AtDTDA (16) 434 +
robinlandseadel at comcast.net
robinlandseadel at comcast.net
Sun Sep 2 08:08:07 CDT 2007
Mark Kohut:
For those--you know who you are---who have led
the way in exploring Magic in TRP.
From the same essay by Segal: 'The bulk of The
Golden Bough is devoted to an intermediate stage
between religion and science---a stage of magic
and religion combined.
"Thus the old magical theory of the seasons was
displaced, or rather supplemented, by
a religious theory."...
Does this apply to Pynchon's vision?
......any How and Why?
--------------------------------------------------------------------------------
As it has ever been, and apparently ever shall be, gods,
superseded, become the devils in the system which supplants
their reign, and stay on to make trouble for their successors,
available, as they are, to a few for whom magic has not
despaired, and been superseded by religion.
William Gaddis, the Recognitions, pg 102
This is a developing theme in TRP's writings, something that gets closer and
closer to the surface of his texts as we move closer to our present. There is
the older order---the realm of polytheism, shamanism, olde magicke, alchemy,
and all those other "non-scheduled theologies" that Lenny Bruce warned us all
about as he was channeling the rapcious Oral Roberts. This newer order of
spiritual leadership---monotheism and spritual systems designed to prop up
vertical hierarchies, systems of control imposed by the elect upon the
preterite---is a cover story for the real agenda: slavery, capitalism, what
Starhawk calls "Power Over":
I talk a bit about different kinds of power: power-over, the power
that comes from a gun or from the state, the power to control
resources or inflict harm--that power we're all familiar with. But
there's another kind of power. "Poder" in Spanish means both
"power" and "to be able." There's a power that's our ability to
be able to do something, and that power grows when we act
together. We don't have control over the police or the power
they represent, but we do have control over how we act and
organize to increase the power we can have together.
http://www.starhawk.org/activism/activism-writings/CancunJournal5.html
An anarchist seeking to crush the process of economic
globalization and, ultimately, capitalism, using the rhetoric of
freedom and self-empowerment, may seem absurd to
conservatives and libertarian party members. Starhawk
identifies two types of power: power over, and power as
ability. The distinction is imperfect, but power over is the
entitlement and ability of some groups to control others,
extract their labor or resources, and impose sanctions or
punishment. Power over is a kind of hard power--the
ability to get people to do things they do not want to do.
I can control another because of a threat emanating from
myself--do what I want because otherwise I will beat,
imprison or torture you, etc. Starhawk extends the category
to include exploitation based on economic necessity. If you
are poor and starving or in need of medical care, for example,
I can get you to do what I want by paying you.

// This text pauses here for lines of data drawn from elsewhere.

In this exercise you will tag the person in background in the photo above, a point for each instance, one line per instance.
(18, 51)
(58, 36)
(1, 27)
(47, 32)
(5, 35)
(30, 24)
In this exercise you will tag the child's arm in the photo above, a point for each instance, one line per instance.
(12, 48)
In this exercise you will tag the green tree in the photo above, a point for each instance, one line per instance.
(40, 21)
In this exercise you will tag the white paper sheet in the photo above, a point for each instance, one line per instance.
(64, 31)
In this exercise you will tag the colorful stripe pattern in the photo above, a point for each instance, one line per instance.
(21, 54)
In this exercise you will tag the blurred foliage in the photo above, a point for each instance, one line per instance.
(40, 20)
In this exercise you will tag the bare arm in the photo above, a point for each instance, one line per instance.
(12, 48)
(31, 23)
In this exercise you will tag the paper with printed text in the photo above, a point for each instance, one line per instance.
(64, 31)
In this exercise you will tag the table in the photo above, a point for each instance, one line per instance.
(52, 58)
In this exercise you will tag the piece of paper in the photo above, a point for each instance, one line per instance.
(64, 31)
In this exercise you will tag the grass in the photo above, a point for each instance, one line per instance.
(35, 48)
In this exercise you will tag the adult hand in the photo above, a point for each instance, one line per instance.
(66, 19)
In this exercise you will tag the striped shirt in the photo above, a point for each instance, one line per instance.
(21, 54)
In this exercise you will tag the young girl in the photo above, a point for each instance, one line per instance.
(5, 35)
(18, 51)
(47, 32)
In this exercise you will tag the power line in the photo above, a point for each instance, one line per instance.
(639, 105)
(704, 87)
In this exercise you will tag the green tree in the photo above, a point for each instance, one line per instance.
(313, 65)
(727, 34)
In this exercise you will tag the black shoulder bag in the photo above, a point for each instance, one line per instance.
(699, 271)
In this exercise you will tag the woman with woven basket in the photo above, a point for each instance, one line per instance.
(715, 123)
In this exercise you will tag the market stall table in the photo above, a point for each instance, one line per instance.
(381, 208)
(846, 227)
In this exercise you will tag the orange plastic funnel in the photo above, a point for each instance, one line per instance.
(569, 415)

Interdependent
modern economies, without the potential for self-sufficiency,
can be a source of power-over if the resources within them
are distributed inequitably.
http://www.stanford.edu/class/symbsys205/starhawk.html
Mark Kohut cites "The Golden Bough", a well known source of ideas concerning
pre-christian beliefs. I never read it. I haven't read a lot of things. But for
some really weird reason, accidents of birth, "coincidence" that turns out not
to be, I got involved in this really odd neck of the woods. It's a lot like
living in a Pynchon novel, to be specific, Vineland.
I gave a call to my neice [let's call her "Thelma", she's my primary local
source for all things O.T.O.] a couple two-three days ago. It went to her
answering machine, and Thelma soon called back. Later that day, my wife
[all excited] asks if an old acquaintance called, I said no, Gail says she saw
the name of someone from her old discussion group, I said that was my
neice's phone number. It was the same name of a man Gail knows who
once was in the C.I.A. but won a lottery and retired. It turned out that it
was his son's [identical] name on the phone, who happens to be my neice's
boyfriend. He happens to be "into" the Golden Dawn.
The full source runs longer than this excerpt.